Bandung (ANTARA) - Komisi II DPRD Provinsi Jawa Barat meminta Dinas Koperasi Dan Usaha Kecil Jabar untuk mengembangkan program yang lebih inovatif untuk menarik minat masyarakat dan mengembangkan koperasi di Jawa Barat.
Sekretaris Komisi II DPRD Provinsi Jawa Barat, R Yunandar Rukhiadi Eka Perwira, mengatakan hal ini perlu dilakukan karena saat ini kondisi koperasi di Jawa Barat sesungguhnya sudah banyak yang semakin menurun dan menutup usahanya.
"Salah satu penyebabnya, dikarenakan memang koperasi ini secara sistem sudah semakin ketinggalan, dibandingkan model usaha yang lain. Jadi harus ada sebuah perubahan terutama masalah teknologi digital harus diadopsi secepatnya," kata Yunandar dalam keterangan di Bandung, Rabu.
Menurut Yunandar, sesungguhnya koperasi itu bisa berperan dalam penyediaan modal usaha bagi anggotanya, bahkan koperasi sesungguhnya bisa menjadi pelaku dari pinjaman online, tinggal bagaimana untuk membangun model bisnisnya.
"Karena sebenarnya harusnya kelembagaan koperasi itu adalah sebuah lembaga kemitraan investasi, modelnya itu jadi bukan sebagai badan usaha tapi dia kemudian membentuk badan-badan usaha," ujar Yunandar.
Modal itu sendiri, lanjut dia, harus dikembangkan agar koperasi tersebut menjadi holding yang di dalamnya kemudian membangun usaha, seperti simpan pinjam, produksi, perdagangan, dan lain sebagainya.
Sehingga, nanti koperasi itu tidak memakan dirinya sendiri, tapi dia menjadi sebuah lembaga kerja sama yang satu sama lain saling sharing, saling membantu terutama untuk membangun bisnis yang baru.
"Nah, di situlah peranannya dia ketika dia mengarahkan menjadi pelaku usaha simpan pinjam, pelaku usaha simpan pinjam online. Sebenarnya dia bisa bersaing dengan pinjol untuk mengatasi masalah kredit pinjol yang sekarang sangat marak tingkat kemacetannya, tingkat permasalahannya di masyarakat khususnya di Jawa Barat," ucap dia.

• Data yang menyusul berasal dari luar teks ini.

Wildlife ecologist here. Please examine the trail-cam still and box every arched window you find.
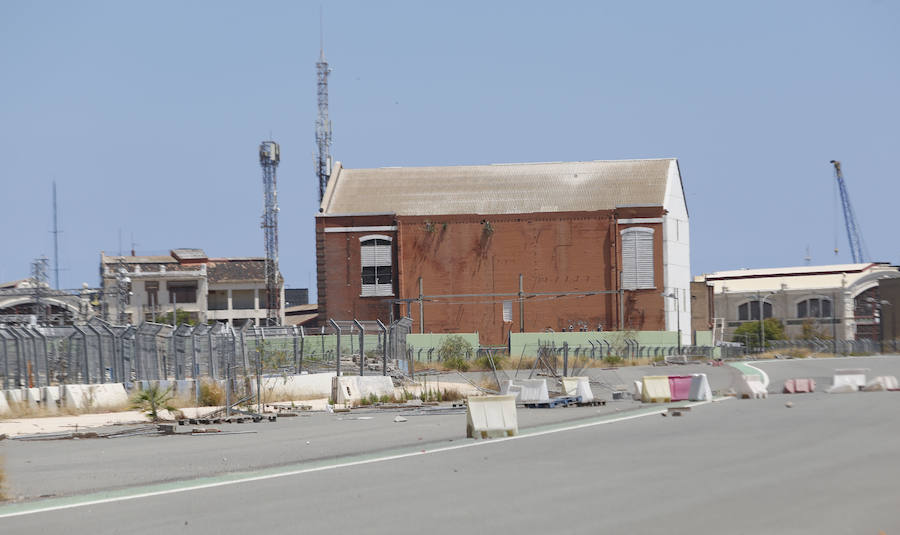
[797,297,831,318]
[359,235,394,297]
[621,227,656,290]
[738,301,772,321]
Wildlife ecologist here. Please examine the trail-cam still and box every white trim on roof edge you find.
[325,225,397,232]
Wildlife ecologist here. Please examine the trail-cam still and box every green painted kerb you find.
[728,362,762,380]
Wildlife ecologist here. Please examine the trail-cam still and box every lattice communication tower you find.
[31,256,50,325]
[259,141,281,325]
[316,48,331,203]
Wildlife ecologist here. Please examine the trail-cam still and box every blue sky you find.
[0,0,900,300]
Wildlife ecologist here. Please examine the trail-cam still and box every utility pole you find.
[756,290,766,355]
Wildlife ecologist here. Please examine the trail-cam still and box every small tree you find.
[438,334,472,371]
[731,318,784,347]
[131,384,175,422]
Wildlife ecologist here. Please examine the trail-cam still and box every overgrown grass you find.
[0,457,9,502]
[200,379,225,407]
[352,388,465,407]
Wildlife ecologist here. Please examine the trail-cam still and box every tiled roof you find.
[321,158,678,215]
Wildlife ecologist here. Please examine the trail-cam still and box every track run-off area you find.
[0,357,900,534]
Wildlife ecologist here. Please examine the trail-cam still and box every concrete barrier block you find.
[515,379,550,403]
[466,396,519,438]
[562,377,594,403]
[641,375,672,403]
[260,372,338,401]
[22,388,41,409]
[669,375,691,401]
[738,375,769,399]
[500,379,522,403]
[3,388,25,405]
[863,375,900,392]
[60,383,128,410]
[331,375,394,403]
[688,373,712,401]
[828,368,868,392]
[41,386,59,412]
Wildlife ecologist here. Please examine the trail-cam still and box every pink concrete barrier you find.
[669,375,691,401]
[782,379,816,394]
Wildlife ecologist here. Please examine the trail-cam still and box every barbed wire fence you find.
[0,318,412,389]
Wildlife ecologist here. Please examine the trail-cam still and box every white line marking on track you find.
[0,401,712,518]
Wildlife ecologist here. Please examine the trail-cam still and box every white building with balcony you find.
[100,249,284,325]
[694,263,900,340]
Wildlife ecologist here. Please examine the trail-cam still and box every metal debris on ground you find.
[524,396,581,409]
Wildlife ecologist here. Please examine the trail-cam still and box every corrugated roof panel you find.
[323,159,675,215]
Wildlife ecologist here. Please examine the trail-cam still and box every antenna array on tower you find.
[316,42,331,203]
[259,141,281,325]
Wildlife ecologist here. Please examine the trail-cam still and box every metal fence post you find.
[322,319,341,377]
[297,325,306,374]
[0,328,9,390]
[353,318,366,377]
[375,320,388,375]
[291,325,300,374]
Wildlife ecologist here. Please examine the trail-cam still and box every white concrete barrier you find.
[515,379,550,403]
[500,379,522,402]
[738,375,769,399]
[3,388,25,405]
[827,368,868,393]
[688,373,712,401]
[466,396,519,438]
[41,386,59,412]
[331,375,394,404]
[250,372,336,401]
[60,383,128,410]
[562,377,594,403]
[863,375,900,392]
[22,388,41,409]
[641,375,672,403]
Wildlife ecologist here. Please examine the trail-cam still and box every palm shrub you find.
[131,384,175,422]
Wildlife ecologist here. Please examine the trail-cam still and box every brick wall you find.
[316,208,665,345]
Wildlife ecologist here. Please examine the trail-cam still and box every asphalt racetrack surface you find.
[0,357,900,534]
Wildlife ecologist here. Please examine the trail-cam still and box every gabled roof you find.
[206,258,266,283]
[321,158,680,215]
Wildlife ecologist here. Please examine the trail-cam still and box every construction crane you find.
[831,160,869,264]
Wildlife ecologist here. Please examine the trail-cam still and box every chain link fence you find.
[0,318,412,389]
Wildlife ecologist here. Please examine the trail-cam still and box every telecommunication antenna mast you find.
[316,30,331,203]
[831,160,869,264]
[259,141,281,325]
[31,256,49,325]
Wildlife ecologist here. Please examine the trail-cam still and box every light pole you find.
[878,299,897,353]
[662,290,681,355]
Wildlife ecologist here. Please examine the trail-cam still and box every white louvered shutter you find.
[359,236,393,297]
[621,227,656,290]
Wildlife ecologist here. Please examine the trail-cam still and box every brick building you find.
[316,159,691,344]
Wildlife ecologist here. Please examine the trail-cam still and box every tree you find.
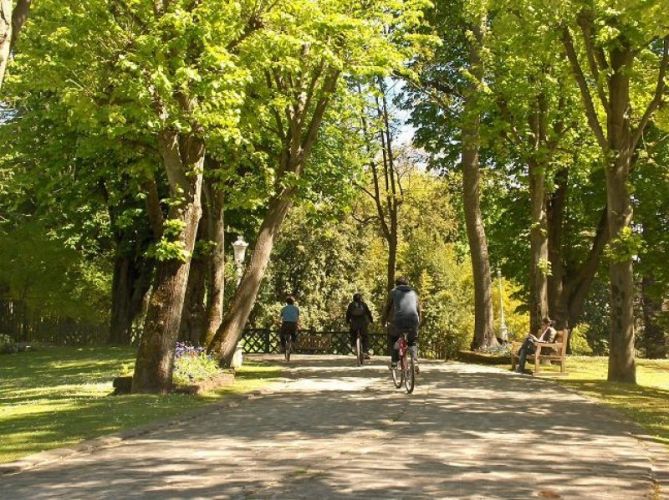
[411,0,497,348]
[561,2,669,383]
[0,0,32,90]
[210,0,423,364]
[359,79,404,292]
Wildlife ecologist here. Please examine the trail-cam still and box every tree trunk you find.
[529,158,549,335]
[0,0,12,90]
[201,185,225,346]
[641,276,667,359]
[386,233,397,292]
[606,44,636,383]
[462,20,497,349]
[132,131,204,393]
[12,0,32,47]
[179,256,207,345]
[108,255,135,345]
[210,189,293,366]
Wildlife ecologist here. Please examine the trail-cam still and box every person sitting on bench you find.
[516,318,557,373]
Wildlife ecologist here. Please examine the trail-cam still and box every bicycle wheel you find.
[390,358,404,389]
[404,356,416,394]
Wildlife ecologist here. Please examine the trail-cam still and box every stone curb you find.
[0,376,274,477]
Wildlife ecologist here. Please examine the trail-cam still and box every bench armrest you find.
[534,342,562,348]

Yunandar menilai penyebab munculnya masalah besar pada pinjaman daring yang macet, karena pinjol itu tidak terlalu melihat persyaratan melainkan hanya keinginan untuk meminjam bagi kredit konsumtif dan jaminannya adalah bunga yang tinggi.
"Jadi dia tidak punya jaminan lain selain jaminan bunga yang tinggi nah ini yang kemudian harusnya diantisipasi oleh pemerintah dengan mendorong koperasi untuk bisa menjadi pelaku usaha yang sifatnya simpan pinjam produktif. Jadi bukan yang ke arah konsumtif," ujarnya.
Yunandar juga mengatakan bahwa koperasi harus produktif, mengingat sektor produktifitas akan menyediakan lapangan kerja. Dan ketika menjadi holding, koperasi itu selain bisa produktif, juga bisa menyediakan modal bagi para pelaku usaha lain, bahkan para peminjam pinjol yang selama ini memang butuh tambahan pendapatan.
"Sebagai contoh para guru, salah satu profesi yang paling banyak terjebak pinjol dan juga lintah darat, nah ketika memiliki usaha didorong oleh pinjaman dari koperasi maka sebetulnya guru-guru ini bisa punya pekerjaan sampingan yang sekarang jauh lebih mudah ketika difasilitasi oleh teknologi. Tadinya guru-guru berharap pendapatannya berasal dari tunjangan, tapi karena tidak mencukupi dia akhirnya pinjam ke pinjol, seharusnya yang dilakukan oleh guru-guru itu adalah dia mencari atau membangun usaha dari yang produktif tapi harus dibantu oleh para pelaku usaha atau koperasi ini," tuturnya.